Given the tensions regularly observed in the industry and sometimes archaic commercial practices – unilateral termination of agreements, pricing after removal, etc. – it seems necessary to reorganize producers to get them out of excessive economic dependence. Failing this, the decline of the French dairy sector, which is starting to manifest itself in the non-recovery of output volumes, could lead to a drop in production of at least 30% by 2030.

The “contractualisation” initiated in France to anticipate the end of milk quotas has not produced the expected results. A contract alone can not rebalance a business relationship. With the end of the quotas approaching, the formation of sufficiently strong Producer Organizations (POs) has not been accompanied by the public authorities (delay of the decree on the recognition of POs, no use of the 2nd pillar of the CAP ). And dairy cooperatives have obviously wanted to stay on the fringe of “contracting”.

The extension of the logic of “sectoral interventions” announced for the post-2020 CAP could accelerate the reorganization of the dairy sector in France. Already at work for the fruit and vegetable sector, “sectoral interventions” can encourage the formation and financing of POs (usually cooperatives) for their R & D, risk prevention and, above all, planning activities. production and adjustment of production on demand. Conditionalizing aid coupled with participation in a PO would also be an attractive incentive.

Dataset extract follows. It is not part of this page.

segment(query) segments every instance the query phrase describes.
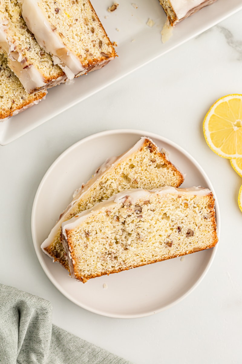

French dairy cooperatives will therefore face a crucial choice. Either they decide to take the bull by the horns and organize, by homogeneous territorial entity, their rapprochement with the existing POs in order to gradually integrate the producers of the latter as co-operators. Either POs will be formed within the cooperatives and these POs will be organized into a Producer Organization Association (PDO) at the basin scale and the cooperatives will then specialize in their transformation activities, as in the United States.

It would then come out of the paradoxical situation of the French dairy farm where, on the one hand, a half of producers is well organized in cooperatives whose valuations of milk are average, and on the other hand, half of barely organized producers. in POs with no real bargaining power over highly placed processors in higher value-added segments.

It is therefore crucial that dairy producers get mobilized now to anticipate the next CAP reform and work towards the reorganization of production in order to be at the heart of the management of volume management and the sharing of added value within of the sector.